Framework for fostering better conversations in comments sections - tokenadult
http://www.poynter.org/how-tos/digital-strategies/121664/a-5-minute-framework-for-fostering-better-conversations-in-comments-sections/

======
tokenadult
"The very best filter is an empowered, engaged adult. Whether online or
offline, people act out the most when they don’t see anyone in charge. Next
time you see dreck being slung in the bowels of a news story comment thread,
see if you can detect whether anyone from the news organization is jumping in
and setting the tone."

This suggests that Hacker News can promote good quality comments by having its
founders (pg and others) actively participate in comment threads. And they do.
Maybe that is part of the secret sauce here. (For the record, I am horrified
by the comment threads on all the online news articles hosted by the two major
metropolitan daily newspapers in my town.
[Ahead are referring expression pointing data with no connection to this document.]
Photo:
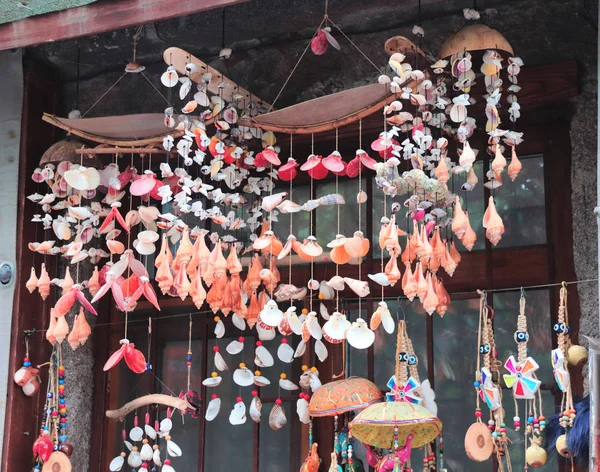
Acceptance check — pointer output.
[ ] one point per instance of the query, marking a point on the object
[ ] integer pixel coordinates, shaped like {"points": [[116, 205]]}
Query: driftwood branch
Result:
{"points": [[167, 400]]}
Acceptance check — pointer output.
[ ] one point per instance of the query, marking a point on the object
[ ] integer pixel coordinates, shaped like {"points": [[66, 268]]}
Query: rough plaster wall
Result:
{"points": [[541, 31], [11, 97]]}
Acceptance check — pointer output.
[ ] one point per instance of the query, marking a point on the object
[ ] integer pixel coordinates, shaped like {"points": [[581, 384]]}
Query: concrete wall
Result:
{"points": [[11, 97]]}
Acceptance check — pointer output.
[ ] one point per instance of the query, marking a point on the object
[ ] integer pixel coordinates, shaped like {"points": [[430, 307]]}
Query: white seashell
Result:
{"points": [[150, 431], [264, 356], [323, 311], [146, 452], [360, 287], [212, 381], [212, 410], [220, 363], [288, 385], [116, 464], [134, 460], [360, 336], [255, 407], [243, 377], [238, 414], [239, 323], [156, 458], [313, 284], [136, 434], [302, 410], [285, 353], [321, 350], [166, 425], [219, 329], [173, 449], [261, 381], [271, 315], [336, 282], [234, 347], [380, 278], [277, 419]]}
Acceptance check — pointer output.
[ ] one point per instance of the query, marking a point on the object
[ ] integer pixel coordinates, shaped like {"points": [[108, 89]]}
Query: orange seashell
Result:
{"points": [[50, 331], [515, 166], [339, 255], [460, 221], [493, 223], [253, 311], [94, 282], [31, 284], [357, 245], [44, 283], [430, 300], [234, 266], [391, 269], [182, 283]]}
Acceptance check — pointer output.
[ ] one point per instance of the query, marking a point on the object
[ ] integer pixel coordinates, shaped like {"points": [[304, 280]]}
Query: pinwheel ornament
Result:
{"points": [[403, 392], [560, 370], [521, 377], [488, 392]]}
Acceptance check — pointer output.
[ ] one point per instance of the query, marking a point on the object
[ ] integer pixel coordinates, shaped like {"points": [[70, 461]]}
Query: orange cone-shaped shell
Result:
{"points": [[44, 283], [94, 282], [493, 223], [32, 282]]}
I don't see any editors slogging
into those morasses.)

After edit: For people who care about the condition of comment threads on news
sites (aren't some YC start-ups trying to restructure local journalism?), the
post "Why news orgs can police comments and not get sued"

[http://www.niemanlab.org/2009/01/david-ardia-why-news-
orgs-c...](http://www.niemanlab.org/2009/01/david-ardia-why-news-orgs-can-
police-comments-and-not-get-sued/)

is quite an interesting read.